As you move through the process below, continually return to step 1 to notice what your gut is saying.

2. Start small

Focus on the start.

“Don’t obsess about the finish line, or you’ll never get there,” Sanghvi says. “Obsess about the starting line.”

Let’s say you’d like to change your social media habits so that eventually you barely check all those feeds. Experiment with shutting off your phone or blocking sites from your laptop for one hour a day. Then notice how you feel.

“Be curious about what emotional payoff you get from being on Facebook and Instagram,” Sanghvi says. “Is your addiction motivated by boredom? By a need to connect with others?

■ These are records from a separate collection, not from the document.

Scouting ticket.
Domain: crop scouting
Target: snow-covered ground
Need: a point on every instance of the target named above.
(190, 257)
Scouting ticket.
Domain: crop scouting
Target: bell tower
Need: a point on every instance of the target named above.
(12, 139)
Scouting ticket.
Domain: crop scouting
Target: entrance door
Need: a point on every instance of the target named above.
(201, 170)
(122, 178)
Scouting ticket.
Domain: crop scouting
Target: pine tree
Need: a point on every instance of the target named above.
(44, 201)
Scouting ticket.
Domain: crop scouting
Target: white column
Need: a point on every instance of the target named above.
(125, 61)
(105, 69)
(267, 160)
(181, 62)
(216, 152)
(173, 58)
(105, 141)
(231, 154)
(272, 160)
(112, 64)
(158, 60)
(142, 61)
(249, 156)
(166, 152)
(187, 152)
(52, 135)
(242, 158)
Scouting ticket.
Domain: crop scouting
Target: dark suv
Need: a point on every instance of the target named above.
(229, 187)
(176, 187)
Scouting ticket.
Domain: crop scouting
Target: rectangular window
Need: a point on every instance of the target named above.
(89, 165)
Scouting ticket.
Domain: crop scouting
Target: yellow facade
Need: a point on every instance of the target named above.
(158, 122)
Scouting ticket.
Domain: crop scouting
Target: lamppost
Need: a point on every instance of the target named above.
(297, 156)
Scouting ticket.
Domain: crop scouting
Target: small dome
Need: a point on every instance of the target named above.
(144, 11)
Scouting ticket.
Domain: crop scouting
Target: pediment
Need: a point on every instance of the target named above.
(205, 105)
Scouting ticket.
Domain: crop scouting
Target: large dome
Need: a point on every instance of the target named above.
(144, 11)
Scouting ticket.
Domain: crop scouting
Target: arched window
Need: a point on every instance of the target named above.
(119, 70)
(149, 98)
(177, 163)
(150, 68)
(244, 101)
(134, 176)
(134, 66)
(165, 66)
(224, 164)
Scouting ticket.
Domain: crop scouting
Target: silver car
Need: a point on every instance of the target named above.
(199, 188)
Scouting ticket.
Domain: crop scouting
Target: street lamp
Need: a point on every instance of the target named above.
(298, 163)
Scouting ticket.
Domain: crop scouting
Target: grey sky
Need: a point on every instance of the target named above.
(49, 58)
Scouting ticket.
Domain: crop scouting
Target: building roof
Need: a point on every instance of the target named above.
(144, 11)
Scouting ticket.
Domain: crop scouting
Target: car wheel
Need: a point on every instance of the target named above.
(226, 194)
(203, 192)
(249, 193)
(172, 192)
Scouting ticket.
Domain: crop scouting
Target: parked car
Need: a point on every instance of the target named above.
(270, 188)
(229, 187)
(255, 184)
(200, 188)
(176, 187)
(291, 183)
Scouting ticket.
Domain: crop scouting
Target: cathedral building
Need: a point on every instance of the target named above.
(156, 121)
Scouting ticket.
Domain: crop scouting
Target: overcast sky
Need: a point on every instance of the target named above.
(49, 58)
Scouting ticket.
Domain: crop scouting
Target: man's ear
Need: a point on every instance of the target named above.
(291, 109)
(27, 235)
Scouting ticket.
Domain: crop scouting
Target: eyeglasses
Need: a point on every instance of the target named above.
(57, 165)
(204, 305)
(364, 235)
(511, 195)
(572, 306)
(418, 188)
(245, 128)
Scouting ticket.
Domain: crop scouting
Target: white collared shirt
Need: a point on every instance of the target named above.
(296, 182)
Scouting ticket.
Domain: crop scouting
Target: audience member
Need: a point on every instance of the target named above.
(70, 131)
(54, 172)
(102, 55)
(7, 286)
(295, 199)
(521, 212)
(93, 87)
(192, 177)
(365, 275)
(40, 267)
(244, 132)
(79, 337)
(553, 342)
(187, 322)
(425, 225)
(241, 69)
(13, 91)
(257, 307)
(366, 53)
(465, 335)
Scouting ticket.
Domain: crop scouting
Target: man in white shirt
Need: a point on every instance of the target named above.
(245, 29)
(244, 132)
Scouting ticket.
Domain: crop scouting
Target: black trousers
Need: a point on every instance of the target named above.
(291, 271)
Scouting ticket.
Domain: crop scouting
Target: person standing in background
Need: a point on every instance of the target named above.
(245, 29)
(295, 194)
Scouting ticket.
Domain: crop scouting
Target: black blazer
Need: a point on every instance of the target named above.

Is it a way of avoiding a job you don’t like?” (Exercises in step 1 are useful here.)

3. Help yourself

We are more likely to want something if it’s right in front of us.

So leave your phone in another room. If you’re not ready to delete Facebook from your phone, make it harder to find. Put social media apps inside nested folders, so it takes at least three clicks to get to them, Sanghvi suggests.

If you’re on Facebook a lot because you crave social connection (which you discovered in step 2) establish other ways to connect with people: call a friend, take a group class.

4. Get specific

Have a plan and put your action steps on your calendar.

That might mean gradually increasing how long you stay away from social media each day, until you check it once every few weeks.

Remember: Take time to notice what you feel as you follow this new pattern (returning to exercises in step 1).

5. Be nice to yourself

Use self-compassion when you get off track.

“It’s time to let go of the idea that if we resist temptation and get a lot done, we are somehow good, and if we give in to temptation and procrastination, we are bad,” Sanghvi says. “Let’s not confuse willpower with virtue.”

Plus, humans tend to be motivated by positive reinforcement – not negative feedback.

 “The guilt and shame that arise from telling ourselves we are bad, lazy and stupid are deeply painful emotions,” Sanghvi says. “Emotional discomfort often leads us to numb ourselves with the very behaviors we are trying to quit.”